RE: Counting noses on "is SOAP and/or WSDL intrinsic to the def inition of Web service"

> -----Original Message-----
> From: Francis McCabe [mailto:fgm@fla.fujitsu.com]
> Sent: Tuesday, June 10, 2003 12:13 PM
> To: Christopher B Ferris
> Cc: 'www-ws-arch@w3.org'
> Subject: Re: Counting noses on "is SOAP and/or WSDL intrinsic 
> to the def
> inition of Web service"
> 

> I believe that we have a choice here: we can attempt to bless the 
> current chaos, or we can give our professional opinion as to what is 
> really needed. I personally favor attempting the latter (since we are 
> SUPPOSED to be the people who know).

Yup.  I've come around to that position over the last year.  Or more
precisely, SOAP and WSDL have evolved to snatch the low-hanging fruit from
the RESTifarians' trees ;-) so there is no longer the stark choice between
"bless existing practice" with HTTP and XML  and "insist on SOAP and WSDL at
the core of the WSA."   

> 
> Having said all that, there is the great American tradition of 
> grandfathering existing practice. I have no objection to that; but, I 
> repeat, I believe that we do our audience no favors if we 
> fail to grasp  the larger mandate.

I could live with the proposed message: "There are all sorts of ways of
doing web services if you don't need [all the stuff in our Requirements
document that you don't get out of the box with SOAP and WSDL], and you have
our blessing to call them "basic Web services" or whatever. But if you *do*
need secure, reliable, protocol-agnostic, transactional, correlated,
choreographed, managed, etc. Web services, our advice is to build on the
foundations of SOAP and WSDL, because the alternative is chaos.   

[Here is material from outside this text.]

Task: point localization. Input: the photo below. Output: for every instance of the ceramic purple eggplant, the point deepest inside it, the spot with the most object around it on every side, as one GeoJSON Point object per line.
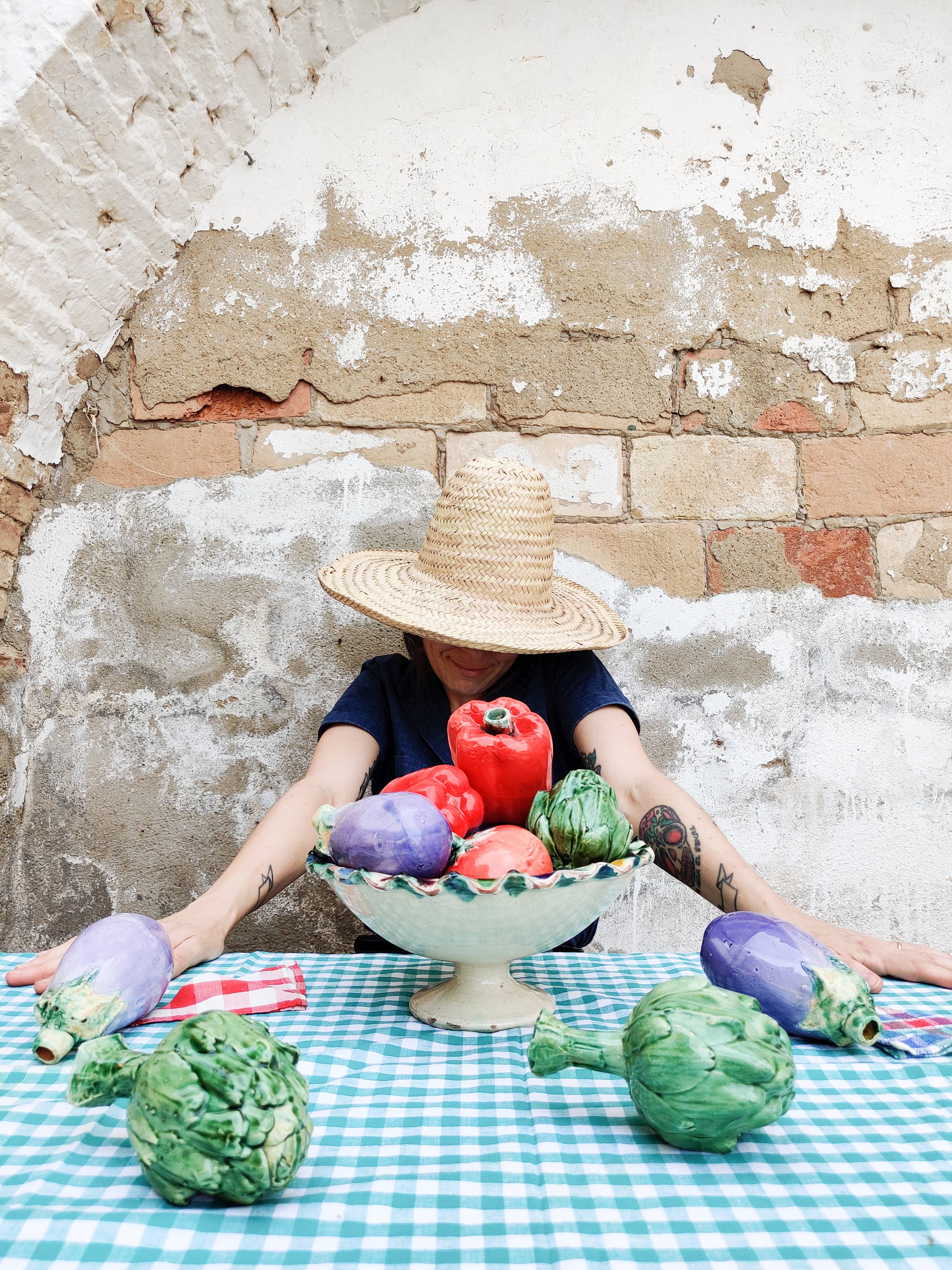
{"type": "Point", "coordinates": [114, 973]}
{"type": "Point", "coordinates": [389, 834]}
{"type": "Point", "coordinates": [798, 981]}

That's a bit stronger than my personal opinion  -- I'm fascinated by
alternatives such as XML spaces and pipelines for SOA implementations, but I
can also live with the scenario where these are outside the WSA.   On the
other hand, I don't know offhand why a WSA-compliant choreography language
couldn't / shouldn't describe these kinds of asynchronous interactions, so
it may not be an issue.  I certainly don't want to bend over backward to
allow such things to be blessed by WSA if that makes the wording so
ambiguous that it allows more or less anything to be WSA-compliant.